Richardson spent nearly a decade researching and writing Emerson: The Mind on Fire, devoting most of the time to research. He used the same grueling method that he had applied to Thoreau: in addition to the secondary literature about his subjects, Richardson sought to read "everything of any importance" that they had ever read. For the books on Emerson and Thoreau, Richardson estimates that his reading lists ran to nearly 2,000 titles. The effort pays off, he says, enabling him to see the development of his subjects’ own thought by tracing, minutely, the sources of its inspiration. "The goal," Richardson says of intellectual biography, quoting Janet Malcolm, "is to show why this particular person did this particular work."

Richardson compiles his reading lists by beginning with pre-existing lists made by other scholars. He then consults university library records and combs his subjects’ journals and letters for references to other books they mention or seem to have read. As he explains succinctly in the preface to Emerson, "My approach to both Thoreau and Emerson has been to read what they read and then to relate their reading to their writing."

Compared to the glacial pace of his research, the writing goes quickly: Richardson said he spent about a year writing Emerson.

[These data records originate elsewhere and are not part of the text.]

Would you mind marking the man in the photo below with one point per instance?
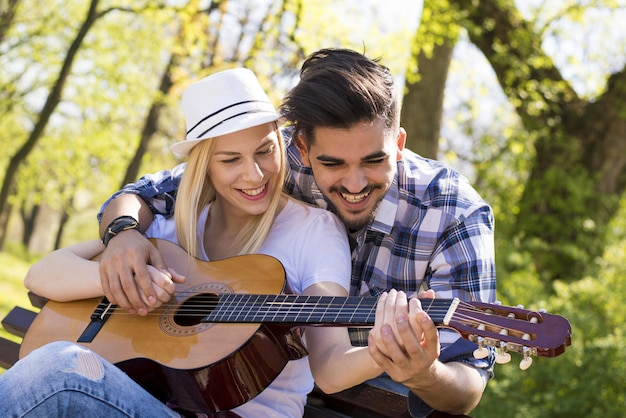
(414, 224)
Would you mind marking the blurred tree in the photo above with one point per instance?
(53, 99)
(579, 168)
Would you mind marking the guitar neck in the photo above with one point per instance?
(311, 310)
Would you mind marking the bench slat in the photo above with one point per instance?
(9, 353)
(18, 320)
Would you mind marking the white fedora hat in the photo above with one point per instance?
(223, 103)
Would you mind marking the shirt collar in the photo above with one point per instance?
(387, 210)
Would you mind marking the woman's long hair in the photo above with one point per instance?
(196, 191)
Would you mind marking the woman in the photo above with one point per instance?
(230, 202)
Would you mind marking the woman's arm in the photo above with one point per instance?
(67, 273)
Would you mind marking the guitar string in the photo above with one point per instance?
(311, 310)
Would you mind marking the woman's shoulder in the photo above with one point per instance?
(296, 208)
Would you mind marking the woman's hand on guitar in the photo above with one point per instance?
(126, 278)
(404, 341)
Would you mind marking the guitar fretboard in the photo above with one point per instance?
(308, 310)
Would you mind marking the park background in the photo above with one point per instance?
(526, 98)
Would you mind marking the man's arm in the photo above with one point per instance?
(407, 348)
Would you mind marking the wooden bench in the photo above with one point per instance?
(362, 401)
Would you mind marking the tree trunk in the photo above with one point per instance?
(151, 124)
(29, 221)
(422, 105)
(51, 103)
(580, 167)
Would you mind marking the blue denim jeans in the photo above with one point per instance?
(62, 379)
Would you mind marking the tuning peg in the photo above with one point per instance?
(481, 351)
(502, 356)
(527, 361)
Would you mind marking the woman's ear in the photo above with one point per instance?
(304, 151)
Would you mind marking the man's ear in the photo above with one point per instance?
(304, 151)
(400, 142)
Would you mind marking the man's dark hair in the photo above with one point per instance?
(337, 89)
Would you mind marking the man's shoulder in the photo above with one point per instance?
(433, 182)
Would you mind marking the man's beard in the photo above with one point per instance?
(357, 224)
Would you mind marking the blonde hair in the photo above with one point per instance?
(196, 191)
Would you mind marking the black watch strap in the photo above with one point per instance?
(117, 225)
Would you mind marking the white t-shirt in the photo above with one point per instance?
(312, 245)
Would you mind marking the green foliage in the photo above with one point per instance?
(586, 380)
(14, 264)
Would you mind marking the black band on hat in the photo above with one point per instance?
(224, 120)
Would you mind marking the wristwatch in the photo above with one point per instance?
(117, 225)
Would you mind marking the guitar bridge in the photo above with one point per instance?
(97, 319)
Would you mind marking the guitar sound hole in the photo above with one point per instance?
(195, 308)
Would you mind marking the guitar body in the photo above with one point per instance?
(200, 367)
(230, 329)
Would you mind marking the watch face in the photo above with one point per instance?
(123, 223)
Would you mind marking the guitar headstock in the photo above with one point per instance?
(530, 333)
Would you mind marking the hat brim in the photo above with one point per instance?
(183, 148)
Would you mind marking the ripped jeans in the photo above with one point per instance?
(62, 379)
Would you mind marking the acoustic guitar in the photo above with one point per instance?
(230, 329)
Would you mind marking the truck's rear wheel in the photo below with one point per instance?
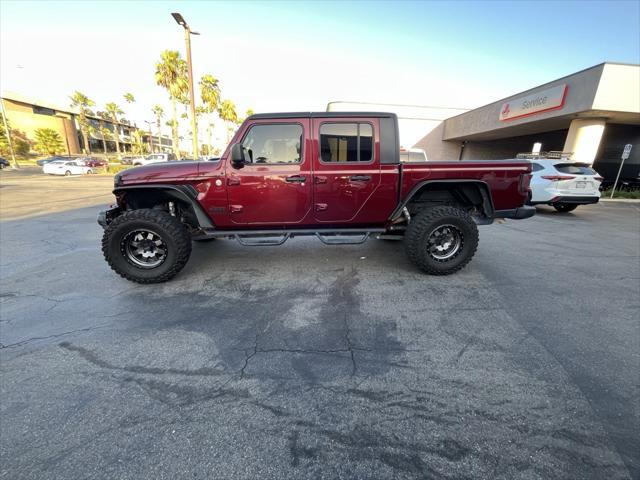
(146, 246)
(441, 240)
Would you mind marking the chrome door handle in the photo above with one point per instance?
(360, 178)
(296, 179)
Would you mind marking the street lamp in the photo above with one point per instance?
(187, 36)
(150, 137)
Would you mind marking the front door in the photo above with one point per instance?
(346, 170)
(274, 185)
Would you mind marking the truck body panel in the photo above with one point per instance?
(313, 192)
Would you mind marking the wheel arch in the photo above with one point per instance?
(147, 196)
(469, 193)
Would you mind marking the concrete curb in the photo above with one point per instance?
(621, 200)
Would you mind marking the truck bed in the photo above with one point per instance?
(502, 177)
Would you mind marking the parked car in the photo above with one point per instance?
(44, 161)
(413, 155)
(93, 162)
(267, 184)
(563, 184)
(65, 167)
(154, 158)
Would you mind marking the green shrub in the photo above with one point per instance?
(633, 194)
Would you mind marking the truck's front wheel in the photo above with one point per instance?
(146, 246)
(441, 240)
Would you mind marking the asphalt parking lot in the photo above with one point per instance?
(309, 361)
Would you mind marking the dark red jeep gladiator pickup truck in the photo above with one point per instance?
(334, 175)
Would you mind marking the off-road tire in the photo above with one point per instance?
(173, 233)
(564, 207)
(428, 221)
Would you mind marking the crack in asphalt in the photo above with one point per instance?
(92, 358)
(57, 335)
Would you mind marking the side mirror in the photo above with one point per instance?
(237, 155)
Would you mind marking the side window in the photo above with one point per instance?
(536, 167)
(417, 157)
(346, 142)
(273, 144)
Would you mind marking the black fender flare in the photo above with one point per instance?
(184, 193)
(485, 191)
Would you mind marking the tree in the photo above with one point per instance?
(113, 110)
(105, 133)
(227, 112)
(80, 101)
(138, 147)
(210, 95)
(48, 141)
(159, 113)
(19, 140)
(171, 74)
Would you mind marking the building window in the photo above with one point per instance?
(346, 142)
(43, 110)
(273, 144)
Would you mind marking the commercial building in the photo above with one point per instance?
(591, 114)
(26, 115)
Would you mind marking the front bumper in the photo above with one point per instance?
(105, 217)
(526, 211)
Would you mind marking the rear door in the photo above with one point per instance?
(346, 167)
(274, 185)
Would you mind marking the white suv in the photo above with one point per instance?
(153, 158)
(563, 184)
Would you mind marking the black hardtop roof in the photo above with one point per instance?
(258, 116)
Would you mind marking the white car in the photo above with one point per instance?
(153, 158)
(65, 167)
(413, 155)
(563, 184)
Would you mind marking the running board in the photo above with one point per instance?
(261, 242)
(336, 240)
(264, 238)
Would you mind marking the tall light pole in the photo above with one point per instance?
(150, 136)
(187, 37)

The book is written in 100 short chapters. In each, Richardson at once probes and describes, building at once a story and an argument.

"I understand biography as involving a lot of the skills a novelist uses, but playing by the rules of the historian," he said.

Richardson is now nearly two years deep in the reading list for his next book, a biography of psychologist, philosopher and anti-transcendentalist William James, who, perhaps unknowingly, identified another skill indispensable to the biographer: empathy.

Said Richardson, "William James says in an essay called ‘On a Certain Blindness in Human Beings’ that the hardest thing, the thing that none of us can really do, is to really see from another person’s point of view, but how important it is to try."

—Eric Gershon '93


Eric Gershon ’93 is a former editor of The Exonian and frequent contributor to The Bulletin.